Mobile Banking and Microfinance in Malawi and Tanzania

Mobile banking including mobile phone banking continues to be one of the great success stories in poverty alleviation for geographically remote microfinance clients in sub-Saharan Africa.

The majority of Tanzania’s 41 million inhabitants live on less than US$2 a day, and only 12% have a formal bank account. But half own a mobile phone, through which they can save money and handle financial transactions without a bank account.

These phones are relatively inexpensive to purchase. One astounding fact is that they are the first technology in history to have more low-income users than wealthy ones, according to Abbie Laugtug, a policy advocate for the nonprofit organization CARE.

Dennis Ripley, SVP of programs at “Opportunity Malawi” says that mobile payments make it possible for individuals to save as little as $1 or $2 at a time, amounts too small for deposits to formal banks, given the 30 cent cost of a deposit. It can also be the first step into the formal financial system for low-income Africans. “We’re working with mobile phone operators to connect their payment customers to Opportunity Bank, operated out of trucks and storage containers across 21 countries in Africa, at a cost of 3 or 4 cents per transaction.”

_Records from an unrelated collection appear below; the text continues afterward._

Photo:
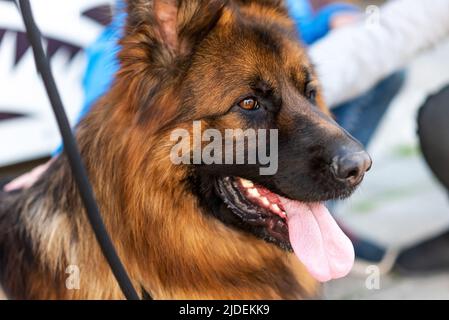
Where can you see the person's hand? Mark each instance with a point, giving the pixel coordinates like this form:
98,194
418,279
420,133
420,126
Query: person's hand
27,180
343,19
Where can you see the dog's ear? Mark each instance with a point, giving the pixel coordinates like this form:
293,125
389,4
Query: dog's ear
175,24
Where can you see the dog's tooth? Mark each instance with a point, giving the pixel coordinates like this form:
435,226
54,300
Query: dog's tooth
254,193
265,201
246,183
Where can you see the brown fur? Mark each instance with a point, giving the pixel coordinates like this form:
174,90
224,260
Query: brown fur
169,246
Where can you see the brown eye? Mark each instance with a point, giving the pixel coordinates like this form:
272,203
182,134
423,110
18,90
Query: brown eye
249,104
310,93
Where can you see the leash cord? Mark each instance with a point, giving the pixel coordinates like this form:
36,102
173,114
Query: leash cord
73,155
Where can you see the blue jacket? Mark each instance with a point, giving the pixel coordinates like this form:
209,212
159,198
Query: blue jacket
102,61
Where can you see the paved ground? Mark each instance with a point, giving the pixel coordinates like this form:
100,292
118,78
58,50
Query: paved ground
400,203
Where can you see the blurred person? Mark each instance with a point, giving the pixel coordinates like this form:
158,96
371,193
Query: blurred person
357,64
432,255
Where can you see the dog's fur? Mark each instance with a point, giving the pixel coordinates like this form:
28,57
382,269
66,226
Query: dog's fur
179,62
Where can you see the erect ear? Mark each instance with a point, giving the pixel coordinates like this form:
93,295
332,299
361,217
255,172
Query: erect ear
175,24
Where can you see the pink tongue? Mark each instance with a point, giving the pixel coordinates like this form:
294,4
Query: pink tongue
318,241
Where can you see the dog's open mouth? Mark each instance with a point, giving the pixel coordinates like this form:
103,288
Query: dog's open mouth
307,228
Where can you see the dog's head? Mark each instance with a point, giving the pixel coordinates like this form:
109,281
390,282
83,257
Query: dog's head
238,64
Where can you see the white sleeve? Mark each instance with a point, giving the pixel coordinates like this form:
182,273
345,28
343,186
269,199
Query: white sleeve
351,60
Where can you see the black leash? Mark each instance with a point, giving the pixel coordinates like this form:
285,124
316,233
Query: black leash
74,157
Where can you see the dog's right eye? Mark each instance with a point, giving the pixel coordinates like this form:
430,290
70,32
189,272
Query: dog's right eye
249,104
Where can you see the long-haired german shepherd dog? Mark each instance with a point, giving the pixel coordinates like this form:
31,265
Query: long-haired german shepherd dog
193,231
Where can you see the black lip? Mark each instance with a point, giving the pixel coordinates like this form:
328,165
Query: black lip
261,221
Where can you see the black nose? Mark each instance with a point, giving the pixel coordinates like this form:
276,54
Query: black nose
351,167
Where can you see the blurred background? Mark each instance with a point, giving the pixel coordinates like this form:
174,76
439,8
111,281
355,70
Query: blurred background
399,204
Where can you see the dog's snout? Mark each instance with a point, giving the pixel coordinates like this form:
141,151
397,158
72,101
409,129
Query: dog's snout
350,167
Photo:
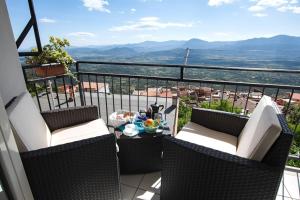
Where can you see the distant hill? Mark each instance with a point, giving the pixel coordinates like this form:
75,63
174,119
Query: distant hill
280,41
280,51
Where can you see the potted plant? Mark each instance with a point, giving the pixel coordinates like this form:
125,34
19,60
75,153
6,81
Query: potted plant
55,54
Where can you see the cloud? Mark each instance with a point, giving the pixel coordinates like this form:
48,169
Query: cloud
279,5
219,2
132,10
149,23
151,0
82,34
256,8
47,20
97,5
260,15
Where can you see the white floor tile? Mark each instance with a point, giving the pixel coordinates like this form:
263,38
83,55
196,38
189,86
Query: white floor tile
131,180
127,192
151,182
146,195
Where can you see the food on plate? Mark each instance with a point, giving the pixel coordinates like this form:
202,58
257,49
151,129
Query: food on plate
125,115
151,123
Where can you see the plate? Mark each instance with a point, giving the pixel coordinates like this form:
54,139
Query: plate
130,130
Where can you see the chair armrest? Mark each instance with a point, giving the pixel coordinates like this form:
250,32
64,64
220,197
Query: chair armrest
225,122
62,118
86,169
191,171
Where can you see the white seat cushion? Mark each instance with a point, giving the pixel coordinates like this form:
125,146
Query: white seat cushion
79,132
203,136
260,132
28,124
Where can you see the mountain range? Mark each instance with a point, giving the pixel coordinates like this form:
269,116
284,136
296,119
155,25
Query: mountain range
278,42
280,51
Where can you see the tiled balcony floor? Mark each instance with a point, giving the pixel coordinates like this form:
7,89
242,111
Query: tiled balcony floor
147,186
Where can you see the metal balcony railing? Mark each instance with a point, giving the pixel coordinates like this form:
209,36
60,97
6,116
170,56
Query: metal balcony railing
133,86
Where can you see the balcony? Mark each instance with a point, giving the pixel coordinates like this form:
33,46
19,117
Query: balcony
112,91
95,165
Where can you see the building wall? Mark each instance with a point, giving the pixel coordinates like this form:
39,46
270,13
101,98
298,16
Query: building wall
11,84
11,77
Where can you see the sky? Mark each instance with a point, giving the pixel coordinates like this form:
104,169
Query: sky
105,22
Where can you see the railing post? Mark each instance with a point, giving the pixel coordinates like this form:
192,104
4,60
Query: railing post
79,84
181,72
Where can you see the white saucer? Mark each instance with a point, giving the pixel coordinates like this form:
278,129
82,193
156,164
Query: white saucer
130,130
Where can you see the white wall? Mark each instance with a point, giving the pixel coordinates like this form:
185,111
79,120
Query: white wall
11,77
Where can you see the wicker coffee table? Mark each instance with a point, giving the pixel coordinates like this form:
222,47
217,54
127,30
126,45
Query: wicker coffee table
141,153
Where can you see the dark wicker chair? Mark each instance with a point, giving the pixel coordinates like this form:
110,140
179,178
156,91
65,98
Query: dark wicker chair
86,169
193,172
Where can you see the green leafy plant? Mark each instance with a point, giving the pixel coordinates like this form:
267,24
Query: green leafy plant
54,52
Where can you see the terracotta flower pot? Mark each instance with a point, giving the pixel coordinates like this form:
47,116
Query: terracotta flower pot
53,70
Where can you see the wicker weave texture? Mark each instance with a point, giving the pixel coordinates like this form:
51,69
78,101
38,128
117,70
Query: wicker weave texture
194,172
221,121
87,169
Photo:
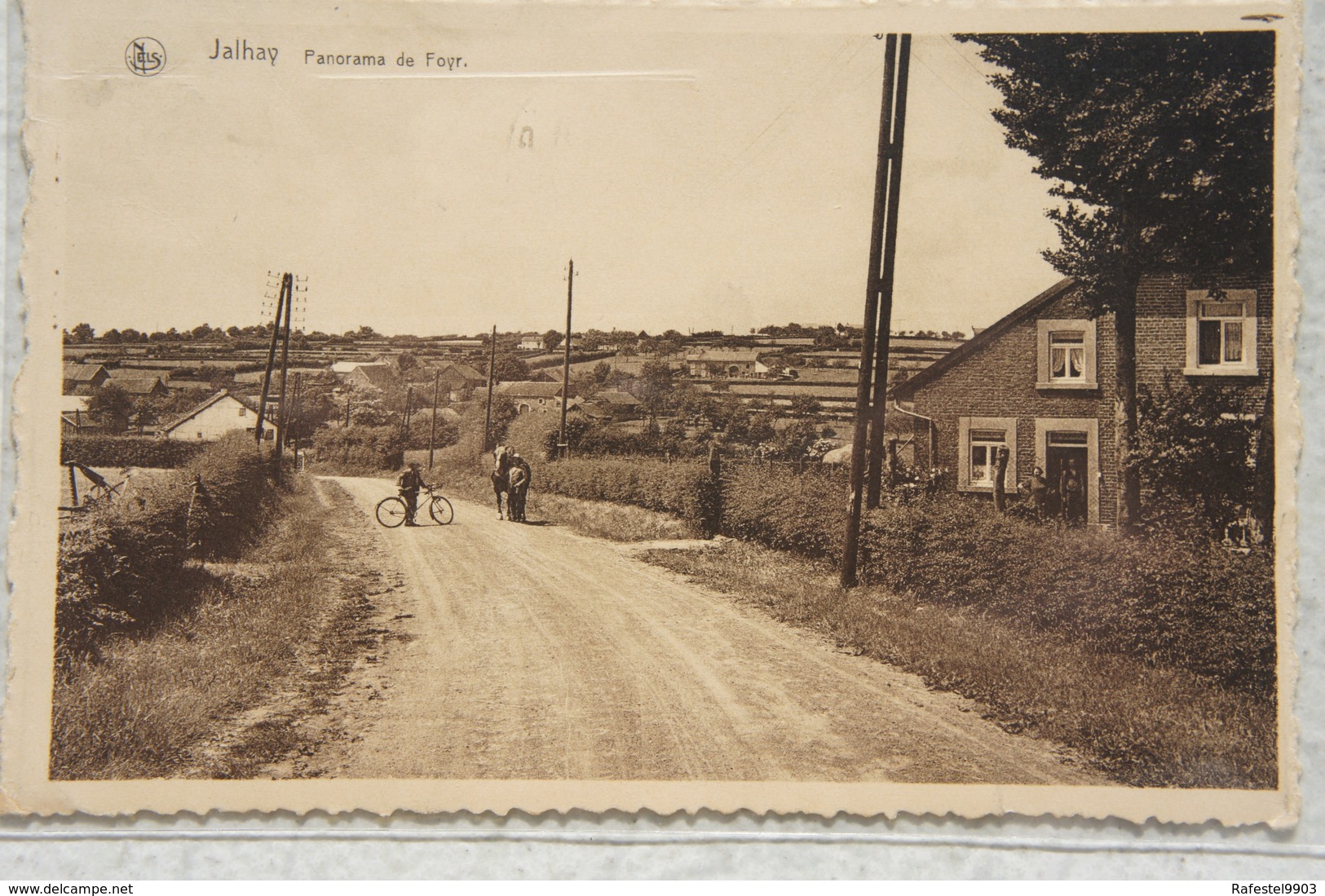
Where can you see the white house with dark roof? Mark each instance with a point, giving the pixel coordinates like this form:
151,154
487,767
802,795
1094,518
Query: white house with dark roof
528,395
214,417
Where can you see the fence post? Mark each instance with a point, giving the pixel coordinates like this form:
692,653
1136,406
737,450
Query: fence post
714,525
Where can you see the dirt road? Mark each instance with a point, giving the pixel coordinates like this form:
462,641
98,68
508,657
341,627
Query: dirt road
525,651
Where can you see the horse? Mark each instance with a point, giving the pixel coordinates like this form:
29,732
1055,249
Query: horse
501,478
517,491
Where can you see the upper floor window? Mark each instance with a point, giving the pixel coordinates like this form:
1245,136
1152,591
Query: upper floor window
1221,333
985,446
978,443
1066,354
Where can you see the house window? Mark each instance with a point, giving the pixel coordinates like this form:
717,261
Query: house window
985,444
979,440
1221,333
1066,354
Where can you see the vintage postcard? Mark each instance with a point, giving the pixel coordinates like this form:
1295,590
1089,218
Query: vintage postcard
440,406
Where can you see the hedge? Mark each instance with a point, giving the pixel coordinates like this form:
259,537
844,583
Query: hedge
1157,598
682,488
129,451
121,567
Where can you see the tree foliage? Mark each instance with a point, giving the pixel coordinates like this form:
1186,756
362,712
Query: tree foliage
1161,146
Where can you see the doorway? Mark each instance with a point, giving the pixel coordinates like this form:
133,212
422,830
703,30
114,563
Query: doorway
1066,459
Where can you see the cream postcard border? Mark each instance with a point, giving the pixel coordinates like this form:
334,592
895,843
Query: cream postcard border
24,739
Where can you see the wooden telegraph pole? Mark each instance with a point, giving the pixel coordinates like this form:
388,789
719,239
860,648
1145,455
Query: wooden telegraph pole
271,357
285,366
488,417
432,430
886,279
563,449
890,157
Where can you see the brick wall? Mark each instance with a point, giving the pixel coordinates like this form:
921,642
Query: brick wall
1000,381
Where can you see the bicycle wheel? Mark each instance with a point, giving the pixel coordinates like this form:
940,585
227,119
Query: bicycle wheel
391,512
441,510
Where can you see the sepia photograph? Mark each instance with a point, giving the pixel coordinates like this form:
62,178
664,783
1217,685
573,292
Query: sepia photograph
799,411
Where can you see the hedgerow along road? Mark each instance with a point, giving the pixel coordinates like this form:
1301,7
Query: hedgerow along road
530,652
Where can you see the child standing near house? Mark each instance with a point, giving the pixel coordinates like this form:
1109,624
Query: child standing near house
409,484
1072,493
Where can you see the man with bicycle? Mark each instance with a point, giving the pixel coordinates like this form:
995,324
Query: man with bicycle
409,484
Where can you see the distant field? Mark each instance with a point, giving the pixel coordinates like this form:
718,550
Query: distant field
133,476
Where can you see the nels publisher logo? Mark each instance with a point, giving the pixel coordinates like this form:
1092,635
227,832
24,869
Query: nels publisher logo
144,56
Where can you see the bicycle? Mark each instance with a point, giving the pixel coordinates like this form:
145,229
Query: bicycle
391,510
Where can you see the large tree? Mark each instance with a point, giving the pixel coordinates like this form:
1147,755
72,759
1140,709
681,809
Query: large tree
1161,148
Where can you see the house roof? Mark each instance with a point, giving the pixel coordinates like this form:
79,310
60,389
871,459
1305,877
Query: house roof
137,383
529,389
466,372
82,373
208,404
379,375
729,355
983,338
612,396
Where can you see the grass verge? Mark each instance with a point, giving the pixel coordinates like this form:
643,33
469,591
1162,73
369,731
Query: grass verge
162,701
1142,726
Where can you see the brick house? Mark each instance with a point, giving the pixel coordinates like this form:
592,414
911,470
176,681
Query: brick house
1042,381
220,414
532,395
460,381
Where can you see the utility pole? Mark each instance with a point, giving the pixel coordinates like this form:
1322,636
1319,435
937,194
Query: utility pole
873,286
563,449
488,417
886,279
285,368
432,430
271,358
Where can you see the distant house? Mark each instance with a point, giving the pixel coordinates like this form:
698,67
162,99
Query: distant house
460,381
714,364
532,395
610,404
375,375
84,377
1040,381
212,419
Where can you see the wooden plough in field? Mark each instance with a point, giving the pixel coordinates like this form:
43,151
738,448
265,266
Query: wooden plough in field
97,491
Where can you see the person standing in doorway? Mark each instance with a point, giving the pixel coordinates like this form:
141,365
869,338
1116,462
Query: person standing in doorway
409,484
1072,493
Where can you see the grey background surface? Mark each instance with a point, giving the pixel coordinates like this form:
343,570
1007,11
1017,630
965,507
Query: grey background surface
710,845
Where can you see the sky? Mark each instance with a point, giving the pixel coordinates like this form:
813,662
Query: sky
701,180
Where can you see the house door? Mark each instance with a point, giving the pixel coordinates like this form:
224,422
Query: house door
1066,463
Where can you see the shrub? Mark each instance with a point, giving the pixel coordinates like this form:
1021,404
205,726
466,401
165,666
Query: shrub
682,488
360,447
120,567
801,513
1165,601
129,451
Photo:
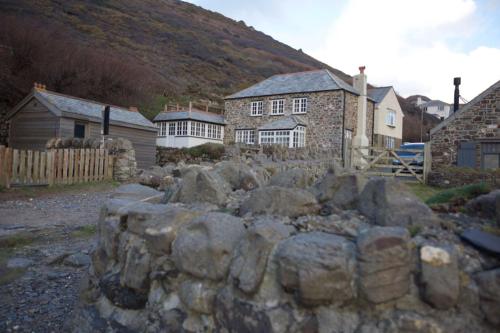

Malawian clients access banking services
at  a mobile banking vehicle.

“We equip vans and trucks as banks on wheels to go into the last little communities throughout Malawi and park there and do banking once or twice a week,” Ripley says. “Most of our clients have never been able to go into a bank because the minimum deposits are so high.”

At Opportunity Malawi, we expect to expand from our current 305,000 savings accounts to 1 million within three years, thereby banking with about 7% of the country’s population. Opportunity can reach far more people than a traditional bank and help them avoid the long $1 bus ride into the town, Ripley says.

Ripley calls systems for paying and storing money on mobile phones “revolutionary.” He reports, “The ability to take your cell phone and transfer money or make a payment, you have changed [Africans’] lives fairly dramatically in terms of their time and their cost.”